For rejecting the oral law and the rabbinical canons of Judaism and for denying the immortality of the soul, Uriel da Costa had twice been excommunicated. Twice he had recanted, only to commit suicide in the end, after many harassments and humiliations, by shooting himself. Indeed, Bento d’Espinoza, who was only eight years old when da Costa killed himself, may very well have been among the little boys whose persecutions da Costa complained of during his ordeal. Whether or not he was, by the time Spinoza grew up and began to think for himself, both the fate and the views of Uriel da Costa must have provided him with food for thought, just as he must certainly have been aware of the less spectacular cases of nonconformity which were then troubling the community. It is commonly claimed that Spinoza’s critique of religion was influenced above all by his reading of Jewish philosophy. But why should the boy have pored over ancient Jewish texts and extracted from them elements which might have sounded heretical out of context (although in context they were still within the framework of legitimate Judaism) unless there was some incentive for him to do so in his external environment? There is no doubt that Spinoza’s apostasy contained an element of spontaneous awakening—that spiritual breakthrough of a single genius which cannot be fully explained by a set of foregoing events. Yet this breakthrough did not occur in the void but within a specific social and cultural milieu, which must be taken into account if we are to understand the phenomenon of Spinoza at all.

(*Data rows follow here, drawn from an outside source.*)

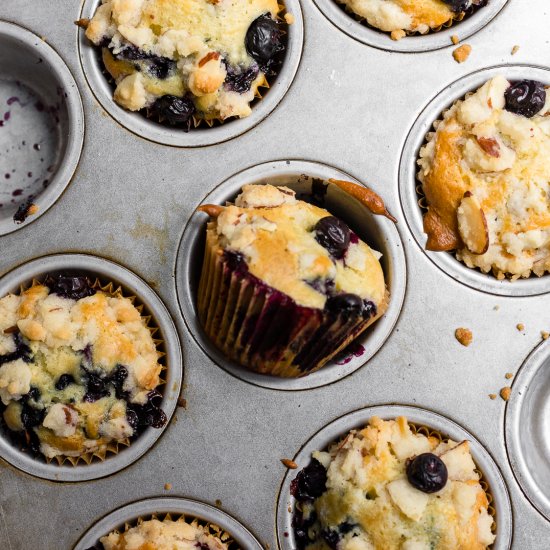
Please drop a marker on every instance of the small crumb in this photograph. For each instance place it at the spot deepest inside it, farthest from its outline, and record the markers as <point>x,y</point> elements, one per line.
<point>505,393</point>
<point>289,463</point>
<point>464,336</point>
<point>398,34</point>
<point>462,53</point>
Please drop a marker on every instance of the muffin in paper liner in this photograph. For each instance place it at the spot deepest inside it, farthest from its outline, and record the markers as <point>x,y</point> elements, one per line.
<point>320,500</point>
<point>285,331</point>
<point>508,242</point>
<point>108,447</point>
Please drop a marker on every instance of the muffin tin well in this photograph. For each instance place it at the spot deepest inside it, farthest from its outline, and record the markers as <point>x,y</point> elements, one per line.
<point>408,182</point>
<point>106,271</point>
<point>377,231</point>
<point>176,507</point>
<point>332,432</point>
<point>41,126</point>
<point>149,129</point>
<point>527,428</point>
<point>360,30</point>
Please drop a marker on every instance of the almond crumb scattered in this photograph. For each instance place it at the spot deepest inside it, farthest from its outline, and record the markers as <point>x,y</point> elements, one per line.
<point>462,53</point>
<point>464,336</point>
<point>398,34</point>
<point>505,393</point>
<point>289,463</point>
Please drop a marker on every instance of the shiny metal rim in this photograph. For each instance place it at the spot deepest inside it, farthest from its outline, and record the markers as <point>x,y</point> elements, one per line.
<point>339,427</point>
<point>141,126</point>
<point>428,42</point>
<point>75,129</point>
<point>407,182</point>
<point>174,372</point>
<point>193,508</point>
<point>189,257</point>
<point>523,411</point>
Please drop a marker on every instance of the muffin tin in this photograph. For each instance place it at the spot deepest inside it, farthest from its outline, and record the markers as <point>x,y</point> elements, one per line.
<point>350,108</point>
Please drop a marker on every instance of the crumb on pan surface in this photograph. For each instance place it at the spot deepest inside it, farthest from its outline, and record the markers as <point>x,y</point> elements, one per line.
<point>485,172</point>
<point>358,494</point>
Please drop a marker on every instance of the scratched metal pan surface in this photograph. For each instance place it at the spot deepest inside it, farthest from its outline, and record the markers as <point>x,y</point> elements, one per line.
<point>351,107</point>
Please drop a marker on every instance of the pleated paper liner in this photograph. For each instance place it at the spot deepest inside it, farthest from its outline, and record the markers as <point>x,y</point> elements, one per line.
<point>208,527</point>
<point>214,121</point>
<point>263,329</point>
<point>113,447</point>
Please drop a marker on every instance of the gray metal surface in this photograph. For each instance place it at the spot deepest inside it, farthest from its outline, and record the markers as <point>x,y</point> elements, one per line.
<point>350,106</point>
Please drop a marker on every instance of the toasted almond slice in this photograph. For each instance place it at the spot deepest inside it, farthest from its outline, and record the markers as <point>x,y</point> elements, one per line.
<point>472,224</point>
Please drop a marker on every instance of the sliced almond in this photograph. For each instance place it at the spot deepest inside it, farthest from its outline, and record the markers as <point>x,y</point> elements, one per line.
<point>472,224</point>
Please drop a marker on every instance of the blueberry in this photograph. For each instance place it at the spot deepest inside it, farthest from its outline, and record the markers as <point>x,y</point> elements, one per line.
<point>66,286</point>
<point>238,79</point>
<point>177,110</point>
<point>334,235</point>
<point>263,39</point>
<point>310,483</point>
<point>427,472</point>
<point>63,381</point>
<point>525,97</point>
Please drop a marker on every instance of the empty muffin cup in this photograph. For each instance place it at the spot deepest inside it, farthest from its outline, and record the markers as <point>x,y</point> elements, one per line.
<point>213,520</point>
<point>41,126</point>
<point>304,178</point>
<point>292,524</point>
<point>58,453</point>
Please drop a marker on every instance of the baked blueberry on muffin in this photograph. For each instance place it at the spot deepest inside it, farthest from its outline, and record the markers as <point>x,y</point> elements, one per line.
<point>163,535</point>
<point>411,16</point>
<point>189,60</point>
<point>485,173</point>
<point>285,285</point>
<point>387,487</point>
<point>78,369</point>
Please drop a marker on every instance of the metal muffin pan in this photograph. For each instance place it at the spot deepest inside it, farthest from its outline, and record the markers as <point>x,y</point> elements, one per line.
<point>132,285</point>
<point>363,32</point>
<point>377,231</point>
<point>350,106</point>
<point>41,124</point>
<point>189,508</point>
<point>408,182</point>
<point>149,129</point>
<point>421,417</point>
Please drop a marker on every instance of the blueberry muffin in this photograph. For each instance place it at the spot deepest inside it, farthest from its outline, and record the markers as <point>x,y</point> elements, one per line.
<point>189,60</point>
<point>285,285</point>
<point>485,172</point>
<point>78,370</point>
<point>163,535</point>
<point>410,16</point>
<point>389,487</point>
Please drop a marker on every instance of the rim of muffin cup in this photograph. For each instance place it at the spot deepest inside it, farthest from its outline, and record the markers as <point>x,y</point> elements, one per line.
<point>526,441</point>
<point>377,231</point>
<point>141,126</point>
<point>420,418</point>
<point>410,186</point>
<point>132,286</point>
<point>207,514</point>
<point>49,73</point>
<point>357,28</point>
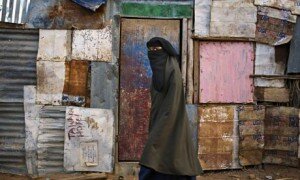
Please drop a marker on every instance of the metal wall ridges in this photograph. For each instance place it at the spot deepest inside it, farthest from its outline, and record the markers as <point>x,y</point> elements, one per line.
<point>14,11</point>
<point>12,138</point>
<point>18,53</point>
<point>50,144</point>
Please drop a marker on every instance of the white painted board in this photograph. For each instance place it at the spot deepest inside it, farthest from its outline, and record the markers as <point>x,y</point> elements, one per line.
<point>50,82</point>
<point>54,45</point>
<point>93,45</point>
<point>88,139</point>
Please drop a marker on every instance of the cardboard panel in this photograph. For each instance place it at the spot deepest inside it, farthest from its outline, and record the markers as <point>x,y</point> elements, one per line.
<point>50,82</point>
<point>233,19</point>
<point>93,45</point>
<point>224,65</point>
<point>77,84</point>
<point>202,17</point>
<point>217,137</point>
<point>251,134</point>
<point>265,64</point>
<point>89,139</point>
<point>54,45</point>
<point>281,135</point>
<point>271,94</point>
<point>272,29</point>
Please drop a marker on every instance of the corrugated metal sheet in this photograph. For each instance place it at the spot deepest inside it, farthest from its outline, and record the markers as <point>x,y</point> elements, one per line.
<point>251,134</point>
<point>18,54</point>
<point>12,138</point>
<point>51,139</point>
<point>273,28</point>
<point>135,78</point>
<point>65,14</point>
<point>91,4</point>
<point>265,64</point>
<point>293,5</point>
<point>89,139</point>
<point>218,137</point>
<point>202,17</point>
<point>225,68</point>
<point>233,19</point>
<point>14,11</point>
<point>281,136</point>
<point>93,45</point>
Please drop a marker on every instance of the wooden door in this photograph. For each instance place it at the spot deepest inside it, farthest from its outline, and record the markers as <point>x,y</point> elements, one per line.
<point>135,79</point>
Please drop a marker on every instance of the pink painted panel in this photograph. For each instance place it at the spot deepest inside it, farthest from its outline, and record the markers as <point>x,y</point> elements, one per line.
<point>224,72</point>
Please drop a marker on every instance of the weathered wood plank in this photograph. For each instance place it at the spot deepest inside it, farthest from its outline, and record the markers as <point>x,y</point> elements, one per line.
<point>233,19</point>
<point>190,65</point>
<point>196,78</point>
<point>31,128</point>
<point>89,139</point>
<point>271,94</point>
<point>147,9</point>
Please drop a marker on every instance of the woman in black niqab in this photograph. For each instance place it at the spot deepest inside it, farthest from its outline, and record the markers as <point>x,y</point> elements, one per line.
<point>169,152</point>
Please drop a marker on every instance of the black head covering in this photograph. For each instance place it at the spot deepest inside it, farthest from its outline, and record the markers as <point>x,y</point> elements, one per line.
<point>158,60</point>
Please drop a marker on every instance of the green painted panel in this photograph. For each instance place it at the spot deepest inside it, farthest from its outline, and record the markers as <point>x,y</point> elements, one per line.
<point>157,10</point>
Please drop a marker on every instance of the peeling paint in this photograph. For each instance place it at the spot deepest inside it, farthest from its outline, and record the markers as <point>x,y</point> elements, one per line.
<point>89,139</point>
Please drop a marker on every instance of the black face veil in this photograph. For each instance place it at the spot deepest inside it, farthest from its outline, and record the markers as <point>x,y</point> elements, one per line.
<point>158,60</point>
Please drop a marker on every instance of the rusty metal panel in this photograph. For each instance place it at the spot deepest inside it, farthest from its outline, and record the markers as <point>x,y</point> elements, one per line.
<point>18,53</point>
<point>265,64</point>
<point>274,28</point>
<point>89,139</point>
<point>65,14</point>
<point>93,45</point>
<point>251,134</point>
<point>293,5</point>
<point>31,128</point>
<point>14,11</point>
<point>233,19</point>
<point>91,4</point>
<point>51,139</point>
<point>225,68</point>
<point>54,45</point>
<point>50,82</point>
<point>281,136</point>
<point>12,138</point>
<point>202,17</point>
<point>135,78</point>
<point>218,137</point>
<point>76,90</point>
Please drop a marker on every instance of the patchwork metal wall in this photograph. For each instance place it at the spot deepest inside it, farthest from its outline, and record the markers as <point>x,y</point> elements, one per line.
<point>18,53</point>
<point>135,76</point>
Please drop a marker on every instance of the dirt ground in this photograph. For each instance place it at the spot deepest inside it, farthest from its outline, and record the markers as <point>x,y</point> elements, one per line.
<point>273,172</point>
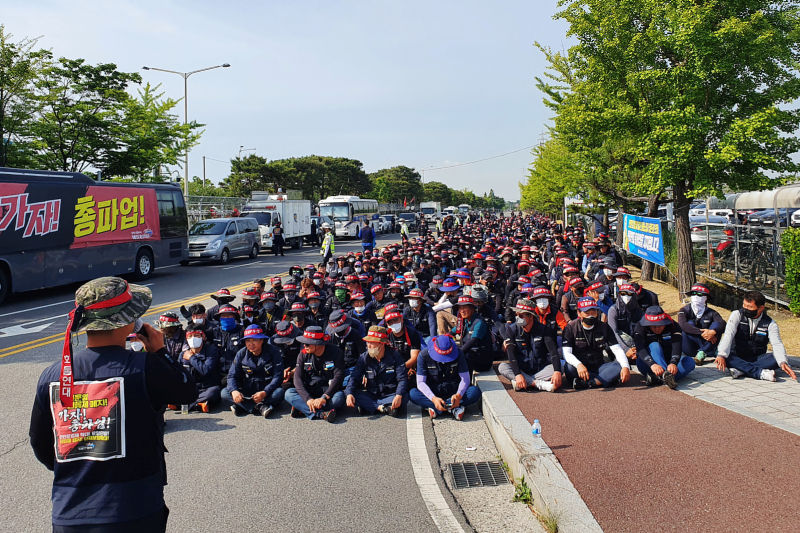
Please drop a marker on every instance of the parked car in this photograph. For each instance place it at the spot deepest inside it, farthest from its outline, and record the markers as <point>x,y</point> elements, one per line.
<point>716,233</point>
<point>219,239</point>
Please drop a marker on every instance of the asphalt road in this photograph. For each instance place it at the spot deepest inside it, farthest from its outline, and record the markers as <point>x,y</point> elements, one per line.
<point>225,473</point>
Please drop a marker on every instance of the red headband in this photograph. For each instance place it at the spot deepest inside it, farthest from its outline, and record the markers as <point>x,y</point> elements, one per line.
<point>65,388</point>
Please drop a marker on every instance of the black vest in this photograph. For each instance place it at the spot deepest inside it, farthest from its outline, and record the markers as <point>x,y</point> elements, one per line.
<point>750,346</point>
<point>120,485</point>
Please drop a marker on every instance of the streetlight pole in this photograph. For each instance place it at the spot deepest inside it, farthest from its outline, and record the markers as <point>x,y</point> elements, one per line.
<point>185,76</point>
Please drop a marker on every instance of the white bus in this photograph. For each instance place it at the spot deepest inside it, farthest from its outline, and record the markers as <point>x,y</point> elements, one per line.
<point>347,213</point>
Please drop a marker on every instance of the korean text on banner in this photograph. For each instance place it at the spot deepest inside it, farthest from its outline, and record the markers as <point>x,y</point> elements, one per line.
<point>642,237</point>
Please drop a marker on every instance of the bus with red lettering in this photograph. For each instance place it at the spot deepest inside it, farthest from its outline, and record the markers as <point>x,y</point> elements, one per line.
<point>64,227</point>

The curious fact that, until a mere six months before his excommunication, Spinoza continued to conform externally to the norms of Jewish life in his community, may be explained by his own rules of caution, which state that “we must speak to the multitude in the language it understands” and “conform to the customs of the land which are not opposed to our aims.” Although he was one of the most independent thinkers of his generation and displayed an extreme and extraordinary boldness in his intellectual attitudes, Spinoza was not interested in making a public show of his opinions or boasting of his intellectual independence. On the contrary, a combination of spiritual elitism and personal caution (both of which he inherited from Maimonides, among others) led him to speak in disguised language and to confine his activities to a small circle of trusted friends and acquaintances. (Even in his most provocative book, the Tractatus Theologico-Politicus, Spinoza continued to disguise his true opinions and to speak in the “language of the multitude.”) The ring he wore on his finger—this freest and boldest spirit of his generation—was engraved with the warning “caute” (be careful), and to this combination of daring and caution Spinoza remained true all his life. How then can we account for the fact that one day in the autumn of 1655 he suddenly began making his opinions public and became so disruptive a presence in the synagogue that, after several warnings, he was finally excommunicated and anathematized?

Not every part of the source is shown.